Comment 10 Ulf Lange 2013-12-02 15:21:48 UTC
The initial problem with "rtl_phyar_cond" seems to be fixed with SUSPEND_MODULES="r8169". I still have some other issues, sometimes the system will not go into suspend at all etc.
But I think this as nothing to do with the network.
So the bug can be closed.
Comment 12 Petr Gajdos 2014-09-25 13:37:35 UTC
(In reply to Ulf Lange from comment #10)
> So the bug can be closed.

Let's do so then.
Comment 13 Michele Cherici 2015-03-10 21:29:26 UTC
I've upgraded to 13.2 and now SUSPEND_MODULES="r8169" workaround doesn't work anymore.
After a suspend is not possible to resume the network, the strange thing is that unloading/reloading r8169 kernel module doesn't help.
Comment 14 Petr Gajdos 2015-03-11 07:55:30 UTC
(In reply to Michele Cherici from comment #13)

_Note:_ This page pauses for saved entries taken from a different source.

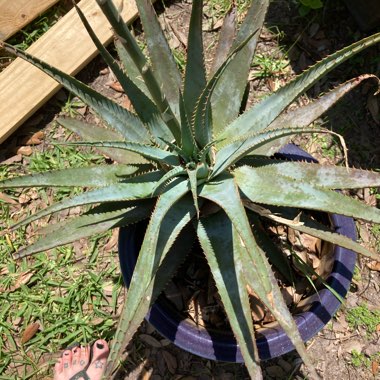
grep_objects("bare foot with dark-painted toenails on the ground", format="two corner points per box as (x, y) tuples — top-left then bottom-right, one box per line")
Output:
(54, 339), (109, 380)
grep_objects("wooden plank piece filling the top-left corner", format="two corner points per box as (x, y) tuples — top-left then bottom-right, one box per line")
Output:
(0, 0), (59, 41)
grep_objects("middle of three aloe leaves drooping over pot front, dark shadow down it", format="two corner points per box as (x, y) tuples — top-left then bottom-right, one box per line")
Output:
(197, 211), (262, 379)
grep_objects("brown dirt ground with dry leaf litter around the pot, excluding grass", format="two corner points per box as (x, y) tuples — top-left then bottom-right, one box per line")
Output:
(2, 0), (380, 380)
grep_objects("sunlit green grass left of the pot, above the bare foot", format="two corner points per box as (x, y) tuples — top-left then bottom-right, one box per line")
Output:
(0, 124), (122, 380)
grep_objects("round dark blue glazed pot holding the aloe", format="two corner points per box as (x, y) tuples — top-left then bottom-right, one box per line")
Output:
(119, 144), (356, 363)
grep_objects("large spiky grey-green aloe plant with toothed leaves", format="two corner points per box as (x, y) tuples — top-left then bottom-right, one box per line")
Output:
(0, 0), (380, 379)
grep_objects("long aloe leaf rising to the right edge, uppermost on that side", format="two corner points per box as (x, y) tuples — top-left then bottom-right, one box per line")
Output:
(218, 33), (380, 143)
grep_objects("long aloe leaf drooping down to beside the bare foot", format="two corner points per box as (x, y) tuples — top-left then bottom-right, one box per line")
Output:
(104, 186), (195, 378)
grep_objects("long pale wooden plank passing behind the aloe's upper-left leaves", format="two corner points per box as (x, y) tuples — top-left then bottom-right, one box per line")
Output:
(0, 0), (141, 143)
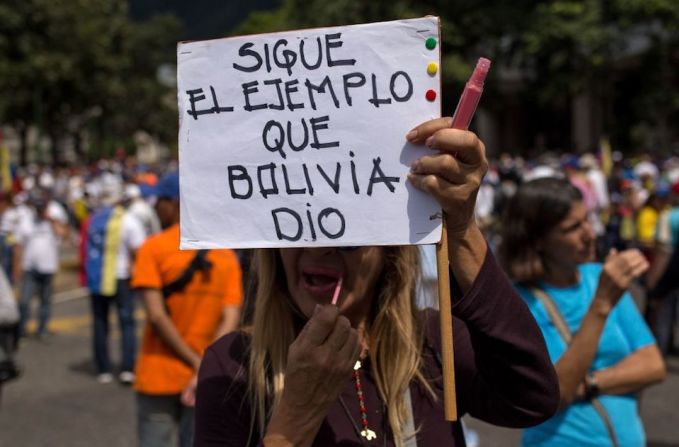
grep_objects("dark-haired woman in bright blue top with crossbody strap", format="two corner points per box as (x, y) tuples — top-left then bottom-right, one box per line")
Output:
(500, 178), (665, 447)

> I've upgraded to 13.2 and now SUSPEND_MODULES="r8169" workaround doesn't
> work anymore.
> After a suspend is not possible to resume the network, the strange thing is
> that unloading/reloading r8169 kernel module doesn't help.

As far as I know pm-utils are not used by default for suspending anymore. You need to fill new bug report against systemd, I guess.